En su día, los musulmanes de la Gran Manzana fueron señalados

Para los musulmanes neoyorquinos, las heridas por el 11S se han cerrado de manera muy lenta.
Para los musulmanes neoyorquinos, las heridas por el 11S se han cerrado de manera muy lenta.AFP

NUEVA YORK.— Asad Dandia tenía ocho años cuando vio por televisión los atentados del 11 de septiembre de 2001 en casa de sus padres, inmigrantes paquistaníes. Luego vino el coletazo: años de islamofobia mientras los estadunidenses procesaban los ataques que dejaron unos 3 mil muertos.

A los 19 años, Dandia fue vigilado por un informante policial que se hizo pasar por amigo para infiltrarse en la casa de su familia, como parte de un programa que buscaba detectar el extremismo islámico.

Hoy, sin embargo, este historiador de 33 años percibe una transformación en Nueva York, con su primer alcalde musulmán.

El dato

En alerta

·         En Nueva York, la policía comenzó a vigilar a cientos de musulmanes como parte de su estrategia antiterrorista, en ocasiones sin pruebas de que hubieran cometido delitos.

“Veinticinco años después del 11S, lamentamos y lloramos lo que ocurrió y, al mismo tiempo, reconocemos que no soy responsable de lo que ocurrió”, dice.
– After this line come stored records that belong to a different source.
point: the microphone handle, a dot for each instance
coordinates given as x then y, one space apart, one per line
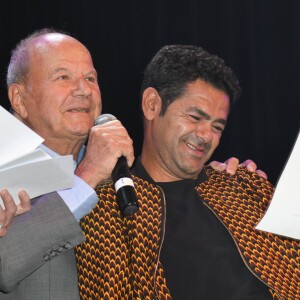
124 186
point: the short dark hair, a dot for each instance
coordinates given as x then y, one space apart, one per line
174 66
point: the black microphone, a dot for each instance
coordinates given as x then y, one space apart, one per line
124 186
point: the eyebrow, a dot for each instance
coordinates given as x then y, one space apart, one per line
61 69
206 116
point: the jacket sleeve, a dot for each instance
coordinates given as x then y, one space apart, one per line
46 231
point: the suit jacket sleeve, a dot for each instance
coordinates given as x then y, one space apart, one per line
46 231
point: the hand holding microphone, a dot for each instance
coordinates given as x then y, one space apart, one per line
122 179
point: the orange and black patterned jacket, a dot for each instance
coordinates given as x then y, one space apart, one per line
120 257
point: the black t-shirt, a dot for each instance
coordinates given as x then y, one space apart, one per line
199 256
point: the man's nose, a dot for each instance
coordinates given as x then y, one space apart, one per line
204 131
82 88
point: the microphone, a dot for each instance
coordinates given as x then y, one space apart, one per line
124 186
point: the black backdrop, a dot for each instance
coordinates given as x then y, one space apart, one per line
259 39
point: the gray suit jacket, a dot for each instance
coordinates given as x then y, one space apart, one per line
37 260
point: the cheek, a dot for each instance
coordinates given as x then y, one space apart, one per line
215 143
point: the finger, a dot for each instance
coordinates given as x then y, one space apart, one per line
9 204
25 204
262 174
232 165
218 165
249 164
8 212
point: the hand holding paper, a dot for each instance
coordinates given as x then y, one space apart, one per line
23 166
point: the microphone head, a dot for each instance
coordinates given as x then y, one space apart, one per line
104 119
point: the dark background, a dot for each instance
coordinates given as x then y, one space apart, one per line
259 39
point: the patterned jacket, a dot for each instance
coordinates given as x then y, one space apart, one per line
120 257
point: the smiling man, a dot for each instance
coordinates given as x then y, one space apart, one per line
194 235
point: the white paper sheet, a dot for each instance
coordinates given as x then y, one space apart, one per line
283 214
16 139
24 166
38 177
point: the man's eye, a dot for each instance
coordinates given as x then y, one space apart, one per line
219 128
63 77
91 79
194 117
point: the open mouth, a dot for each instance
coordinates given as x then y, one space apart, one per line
84 110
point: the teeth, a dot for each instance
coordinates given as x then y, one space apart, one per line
190 146
80 109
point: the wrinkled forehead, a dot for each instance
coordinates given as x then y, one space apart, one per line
56 41
55 48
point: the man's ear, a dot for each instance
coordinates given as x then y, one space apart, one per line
151 103
15 94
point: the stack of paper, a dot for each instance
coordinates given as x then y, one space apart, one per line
283 214
24 166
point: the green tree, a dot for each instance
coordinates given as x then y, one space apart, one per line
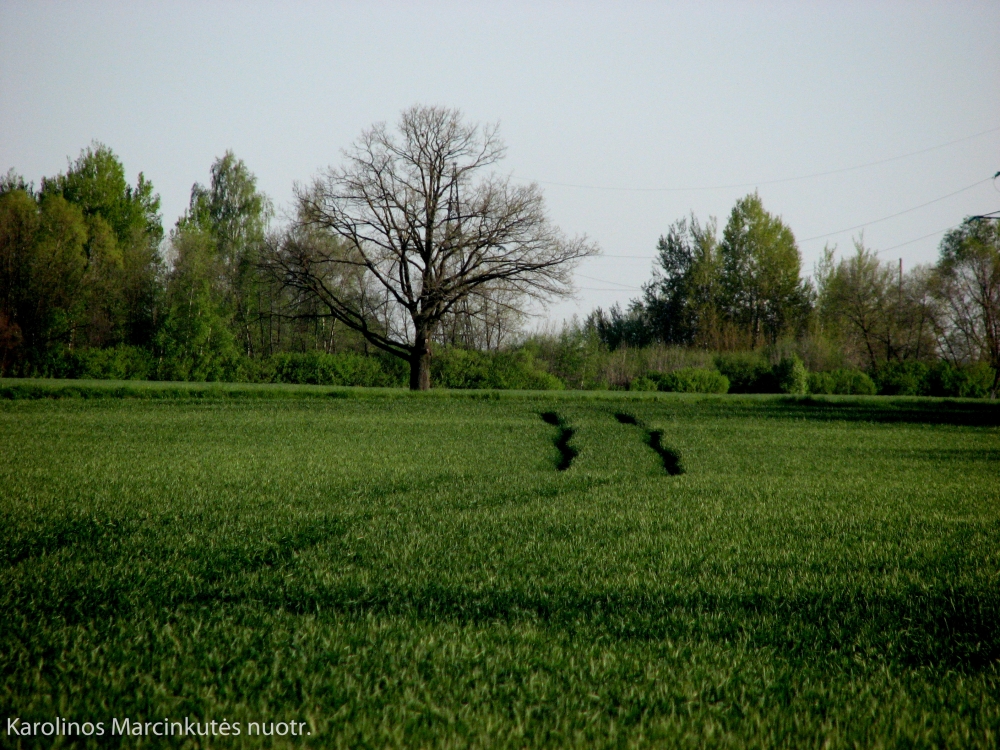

“No merezco ser objeto de ataques por lo que pasó, y soy tan neoyorquino como cualquiera en ese sentido”, afirma Dandia, que dirige recorridos a pie a las comunidades musulmanas de la ciudad.

La islamofobia se disparó en Estados Unidos tras los atentados de 2001, cuando militantes secuestraron aviones de pasajeros y los estrellaron contra el World Trade Center de Manhattan y el Pentágono.

Los musulmanes denunciaron un aumento de agresiones y acoso en espacios públicos. Algunos dejaron de usar el hiyab en un intento de ocultar su religión.

Mientras, las autoridades estadunidenses vigilaron a los musulmanes obligando a miles de hombres y niños a registrarse ante el gobierno, lo que derivó en deportaciones.

“Todo el mundo estaba aterrorizado”, rememora Mohammed Razvi, paquistaní de nacimiento que fundó una organización sin fines de lucro para apoyar a los musulmanes en Nueva York tras los ataques.

Razvi empezó a presentarse como Mo después del 11S para evitar el estigma que encontraba al decir “Mohammed”, cuenta.

“Los musulmanes que intentaban vivir el sueño americano estaban siendo culpados por algo con lo que no tenían nada que ver ni tenían ningún control”, explica.